The SOBI003 enzyme replacement therapy (ERT) was modified to be able to cross the blood-brain barrier. This meant it could be delivered intravenously, making its administration less invasive compared to some ERT trials which deliver the therapy directly into the fluid-filled space in the brain via a port.
Patients in the trial were aged between 15-65 months at the time of the first infusion with SOBI003, with a median age of 36 months. To first establish safety, they were initially separated into two groups that received either a 3 mg/kg or 10 mg/kg dose of the drug weekly via intravenous injection. In the extension study, five patients increased their dose to 20 mg/kg.
The recently-released data demonstrates that SOBI003 was generally well-tolerated in patients.
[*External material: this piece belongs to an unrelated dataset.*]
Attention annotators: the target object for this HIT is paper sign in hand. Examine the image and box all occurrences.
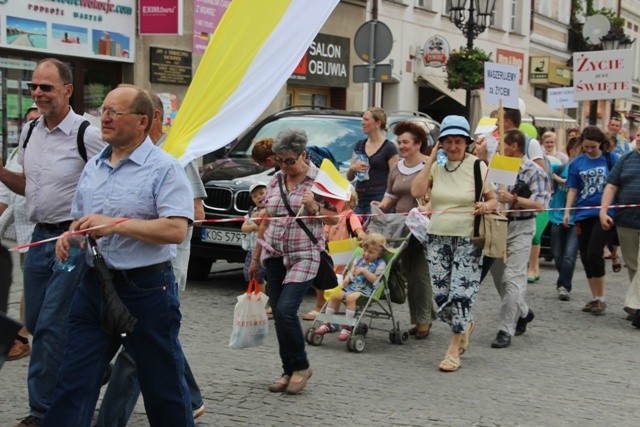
[486,154,522,186]
[474,117,497,135]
No patient experienced any serious adverse event associated with the therapy, though some mild to moderate adverse events, like skin rash and increased heartbeat, were seen.
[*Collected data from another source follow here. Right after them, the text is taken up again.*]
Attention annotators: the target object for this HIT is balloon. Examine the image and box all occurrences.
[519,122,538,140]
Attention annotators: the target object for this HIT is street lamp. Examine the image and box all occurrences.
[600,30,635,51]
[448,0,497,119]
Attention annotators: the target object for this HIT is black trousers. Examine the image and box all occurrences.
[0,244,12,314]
The results confirm that SOBI003 was able to cross the blood-brain barrier: the therapy was detected in both the blood serum and the cerebrospinal fluid (CSF), which is the fluid that bathes the brain and spinal cord.
Antibodies to SOBI003 were seen in blood serum and CSF in all patients, indicating the patient’s immune system had detected the enzyme as ‘foreign’ and was trying to remove it from the body. It is known that these antibody responses can potentially reduce the efficacy of a treatment.
However, encouraging reductions in heparan sulfate levels were seen in the CSF of the majority of patients, reaching a maximum reduction of 79% from pretreatment levels after two years of treatment. HS levels were also reduced in the serum and urine.
While there were too few patients in the study for the investigators to reach clear conclusions about the clinical efficacy of the therapy, the overall results indicated a stabilisation in cognitive development amongst the younger patients in the study. Despite this, and despite anecdotal reports of improvements noted by parents, there was no significant improvement seen in terms of overall quality of life, adaptive behaviour, and sleep.
The early termination of the SOBI003 program was a great disappointment to the Sanfilippo community. However, the publication of the data allows the Sanfilippo research community to learn a great deal from the study results to benefit future therapy development and clinical trial design. The study authors note the need to consider additional measurements in future trials that assess outcomes of importance to families, as well as the need for newborn screening programs to enable the earliest possible treatment for children born with Sanfilippo syndrome.